I remember the June Bugs. Bigger than a garbonzo bean, light brown like an old Oak leaf. They flew to the huge lights above the diner, the giant metal halide ten-million candle power suns that drove back the night and illuminated the ThunderBird Inn.

The pool was in the crook of the L made by the rooms of the Motel, sitting like a big empty kidney with an eight foot veil of chain link fence to protects its virginity, a ribbon of black asphalt and parking places leading in, around and then out . The plastic of the lawn chairs was hard and cracked from endless hours of baking in the merciless sun. The spiders had enjoyed their uninterrupted tenancy for a very long time. Elvis had just been starting out the last time the pool was full.

The June bugs made a loud clacking whirring sound when they flew, their carapaces clacking together as the softer wings beneath them beat hundreds of times a minute to keep the beasts in the air. They had huge chitinous claws, tarsus to the bug guys, that were wickedly sharp but not used aggressively. Joined by moths of many great and small with more than a few Goldeneyed Lacewings, there was quite the nightly insect ballet performed for those who knew to look. Intricacies of dance never seen before and never repeated performed as though routine at this oasis of light.

In the diner the barstools and booths were red vinyl, the booths slick and oily looking, shining as if they were feverish, a couple of stools torn with yellow foam straining to escape the tight red embrace of the shiny vinyl cover. The counter was formica, at least twelve feet long, white, sort of, with patches of worn brown showing near the register where over the years it had most often been wiped.

It was hot. Even at midnight it was still in the 90s. The great slow moving fans did little to move the heated, almost liquid air. Turning slowly, silently, hanging like great stationary dragonflys, permanently attached to the ceiling by their metal tethers, endlessly swirling the overheated air, doing nothing to relieve it, they were always there, always turning, always the dark grey of dirty snow.
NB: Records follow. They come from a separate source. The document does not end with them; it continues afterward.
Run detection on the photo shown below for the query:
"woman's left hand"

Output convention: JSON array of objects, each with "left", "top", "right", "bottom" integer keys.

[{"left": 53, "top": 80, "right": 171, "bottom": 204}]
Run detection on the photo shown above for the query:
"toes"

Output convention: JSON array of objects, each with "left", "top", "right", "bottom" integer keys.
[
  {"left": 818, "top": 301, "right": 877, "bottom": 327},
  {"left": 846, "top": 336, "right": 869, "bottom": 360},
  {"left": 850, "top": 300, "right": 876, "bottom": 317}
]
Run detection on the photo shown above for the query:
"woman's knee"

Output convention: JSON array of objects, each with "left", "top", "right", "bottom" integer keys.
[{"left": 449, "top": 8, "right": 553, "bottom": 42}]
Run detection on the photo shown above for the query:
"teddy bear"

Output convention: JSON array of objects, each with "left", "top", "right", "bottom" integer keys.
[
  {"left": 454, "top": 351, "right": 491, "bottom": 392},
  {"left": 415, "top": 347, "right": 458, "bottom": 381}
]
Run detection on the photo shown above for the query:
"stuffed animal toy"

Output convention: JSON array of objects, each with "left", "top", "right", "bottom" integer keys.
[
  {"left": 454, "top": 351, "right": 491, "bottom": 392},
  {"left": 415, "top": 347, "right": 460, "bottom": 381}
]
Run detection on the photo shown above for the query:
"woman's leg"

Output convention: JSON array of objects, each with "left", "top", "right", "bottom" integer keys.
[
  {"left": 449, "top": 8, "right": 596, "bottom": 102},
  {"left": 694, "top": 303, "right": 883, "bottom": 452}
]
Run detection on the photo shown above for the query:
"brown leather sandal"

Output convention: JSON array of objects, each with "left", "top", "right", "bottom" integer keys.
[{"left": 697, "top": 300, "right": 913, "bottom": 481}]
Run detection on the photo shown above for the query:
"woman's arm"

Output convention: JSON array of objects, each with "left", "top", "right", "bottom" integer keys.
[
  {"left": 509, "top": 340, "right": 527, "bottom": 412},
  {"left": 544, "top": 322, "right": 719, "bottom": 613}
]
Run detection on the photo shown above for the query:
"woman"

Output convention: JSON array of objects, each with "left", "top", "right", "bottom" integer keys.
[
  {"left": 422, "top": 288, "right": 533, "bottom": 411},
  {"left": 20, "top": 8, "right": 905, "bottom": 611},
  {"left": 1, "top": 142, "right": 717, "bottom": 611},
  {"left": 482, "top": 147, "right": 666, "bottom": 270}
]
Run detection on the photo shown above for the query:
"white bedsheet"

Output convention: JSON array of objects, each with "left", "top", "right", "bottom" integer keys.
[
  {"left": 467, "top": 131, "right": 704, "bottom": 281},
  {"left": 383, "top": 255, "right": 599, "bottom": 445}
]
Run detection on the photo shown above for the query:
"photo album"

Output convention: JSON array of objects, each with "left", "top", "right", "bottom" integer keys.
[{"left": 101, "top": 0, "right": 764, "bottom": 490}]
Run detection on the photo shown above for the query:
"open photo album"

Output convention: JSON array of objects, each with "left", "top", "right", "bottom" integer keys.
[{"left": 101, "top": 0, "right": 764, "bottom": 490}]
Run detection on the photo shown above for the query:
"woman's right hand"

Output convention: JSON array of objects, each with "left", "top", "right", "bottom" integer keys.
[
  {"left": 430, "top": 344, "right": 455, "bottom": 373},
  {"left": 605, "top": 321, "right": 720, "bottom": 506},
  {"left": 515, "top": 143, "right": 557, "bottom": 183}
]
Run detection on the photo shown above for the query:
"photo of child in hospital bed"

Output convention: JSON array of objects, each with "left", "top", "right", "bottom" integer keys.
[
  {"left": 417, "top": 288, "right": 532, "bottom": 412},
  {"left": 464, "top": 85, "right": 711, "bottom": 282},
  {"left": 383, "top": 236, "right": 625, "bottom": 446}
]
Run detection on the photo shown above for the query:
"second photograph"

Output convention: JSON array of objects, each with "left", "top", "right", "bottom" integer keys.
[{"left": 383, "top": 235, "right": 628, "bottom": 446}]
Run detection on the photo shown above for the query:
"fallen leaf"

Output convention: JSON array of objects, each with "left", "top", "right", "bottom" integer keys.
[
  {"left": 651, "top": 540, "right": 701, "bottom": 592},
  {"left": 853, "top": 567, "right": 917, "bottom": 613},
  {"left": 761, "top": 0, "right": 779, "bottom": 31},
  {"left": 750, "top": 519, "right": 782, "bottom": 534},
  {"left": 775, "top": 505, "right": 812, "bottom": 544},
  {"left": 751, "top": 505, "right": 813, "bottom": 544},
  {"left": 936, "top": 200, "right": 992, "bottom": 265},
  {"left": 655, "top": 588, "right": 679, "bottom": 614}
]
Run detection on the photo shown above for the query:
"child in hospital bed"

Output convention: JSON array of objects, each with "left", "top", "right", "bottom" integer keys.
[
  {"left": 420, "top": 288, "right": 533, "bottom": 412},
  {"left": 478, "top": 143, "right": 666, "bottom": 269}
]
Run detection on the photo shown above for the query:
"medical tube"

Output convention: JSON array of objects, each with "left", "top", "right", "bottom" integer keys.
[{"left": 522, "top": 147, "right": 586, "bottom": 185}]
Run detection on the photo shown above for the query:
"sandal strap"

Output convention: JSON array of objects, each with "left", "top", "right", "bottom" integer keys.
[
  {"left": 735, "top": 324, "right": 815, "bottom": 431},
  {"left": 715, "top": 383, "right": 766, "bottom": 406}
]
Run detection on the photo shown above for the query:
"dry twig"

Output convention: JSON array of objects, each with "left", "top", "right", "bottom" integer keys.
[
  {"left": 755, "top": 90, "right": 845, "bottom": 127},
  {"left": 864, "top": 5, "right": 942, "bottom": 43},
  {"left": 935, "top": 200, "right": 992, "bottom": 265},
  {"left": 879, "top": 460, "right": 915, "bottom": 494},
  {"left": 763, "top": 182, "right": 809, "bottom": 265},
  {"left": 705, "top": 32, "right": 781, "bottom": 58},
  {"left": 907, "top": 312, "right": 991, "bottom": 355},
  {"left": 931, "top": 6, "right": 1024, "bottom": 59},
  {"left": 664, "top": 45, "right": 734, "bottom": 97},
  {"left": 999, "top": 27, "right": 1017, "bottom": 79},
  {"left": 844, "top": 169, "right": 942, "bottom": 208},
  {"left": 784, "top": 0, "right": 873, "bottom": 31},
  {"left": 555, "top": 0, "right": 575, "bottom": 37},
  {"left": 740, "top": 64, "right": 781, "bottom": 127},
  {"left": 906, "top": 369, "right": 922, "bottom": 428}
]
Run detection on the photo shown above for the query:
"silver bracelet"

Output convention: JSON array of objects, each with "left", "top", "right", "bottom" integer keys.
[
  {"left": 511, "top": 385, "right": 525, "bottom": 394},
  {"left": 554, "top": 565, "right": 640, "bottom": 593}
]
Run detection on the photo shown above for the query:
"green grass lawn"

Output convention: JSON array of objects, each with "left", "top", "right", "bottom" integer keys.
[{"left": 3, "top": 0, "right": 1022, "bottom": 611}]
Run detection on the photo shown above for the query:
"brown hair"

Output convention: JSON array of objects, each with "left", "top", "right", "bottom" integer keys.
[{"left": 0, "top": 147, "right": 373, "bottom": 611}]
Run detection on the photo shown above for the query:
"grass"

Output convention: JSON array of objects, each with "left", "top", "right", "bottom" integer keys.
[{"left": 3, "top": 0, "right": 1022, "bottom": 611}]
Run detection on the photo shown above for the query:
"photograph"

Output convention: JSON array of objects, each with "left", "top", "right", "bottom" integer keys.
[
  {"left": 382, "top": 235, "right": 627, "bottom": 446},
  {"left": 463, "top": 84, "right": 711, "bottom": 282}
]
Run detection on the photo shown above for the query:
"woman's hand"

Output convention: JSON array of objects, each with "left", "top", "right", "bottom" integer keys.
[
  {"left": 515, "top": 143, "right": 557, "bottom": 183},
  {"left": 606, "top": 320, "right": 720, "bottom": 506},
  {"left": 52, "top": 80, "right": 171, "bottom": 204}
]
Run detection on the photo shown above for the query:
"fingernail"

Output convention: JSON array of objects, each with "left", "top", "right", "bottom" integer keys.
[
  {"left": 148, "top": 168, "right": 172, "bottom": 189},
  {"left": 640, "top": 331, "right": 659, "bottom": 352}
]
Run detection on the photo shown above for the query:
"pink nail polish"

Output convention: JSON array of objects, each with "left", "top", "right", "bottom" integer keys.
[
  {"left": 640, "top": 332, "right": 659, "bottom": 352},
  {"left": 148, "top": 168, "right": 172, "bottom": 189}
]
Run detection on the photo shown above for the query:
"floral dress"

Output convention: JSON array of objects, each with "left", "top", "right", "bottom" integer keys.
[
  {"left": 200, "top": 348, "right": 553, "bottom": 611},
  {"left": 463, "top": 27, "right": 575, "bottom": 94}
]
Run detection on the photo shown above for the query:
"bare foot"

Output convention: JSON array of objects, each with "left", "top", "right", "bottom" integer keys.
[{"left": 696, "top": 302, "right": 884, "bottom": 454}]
The walls had been white long ago, but were now a dingy yellow, the chrome strip running along the back wall was an inch wide and four feet off the ground. No doubt there was a time when it was free of dust and rust. No doubt that time was long ago.

Floyd was the cook. Tattooed by other drunken sailors up one arm and down the other in ports the world over, a paper hat, greasy with wear and stained with brylcream, his constant companion; partner to the cigarette permanently fixed to the corner of his mouth. Hair kept in the flat top he grew up wearing, blue eyes hidden by wrinkles that were not caused by laughter, his was the domain of the kitchen.

A great expanse of heated metal, burners on the right and double sinks to the rear, twenty square feet of heat in front of him, it was here that Floyd ruled as a god. A dirty greasy, neverbeenchangedsincethedayheopened apron over his dirty white pants and heavy black boots, smoke curling into his eyes from the corner of his mouth, whiskers sharp enough to peel the potatoes that made his fries, this was his kingdom. This was where he created.
With meat that came from who knew where but the good fortune to be in one of the most fertile regions of the earth, he made a greasy messy fat congealingonyourplateasyoueat gastronomic wonder that even then I knew I would remember. The smell was of the diner itself as much as of the meat, the one without the other would not have been complete. The age, air as old as time, red vinyl booths and formica tables, the ancient juke box by the door, all of it made the food he prepared into more than if he had merely been a goon on a grill, made it have a history, made it have more weight, made it be more real, made it taste so good that even now I can recall it as though it were yesterday and not yesteryear when I last was there.

Maybe it was the meat, maybe it was the dust from the field that bordered the diner’s backdoor. A door which was always open to the dust and June Bugs and Goldeneyed Lacewings. Maybe it was the lettuce and tomatoes, the ketchup and mustard, the onions which I never ate, which were the same ones I saw in the market, the same ones I saw at the fruit stands that dotted the back roads, which had nothing special in them. Somehow though, I think not. They alone could not have accounted for the magic to be found in that Earlimart Eatery.

There, in that greasy dirty, old before it was new motel, off the beaten path to anyplace anyone would purposely want to go, was the ThunderBird Inn. Floyd and June bugs, Goldeneyed Lacewings, empty swimming pool and all. There, in the memory, locked away by bone and skin and muscle, a time and place that will never be seen again.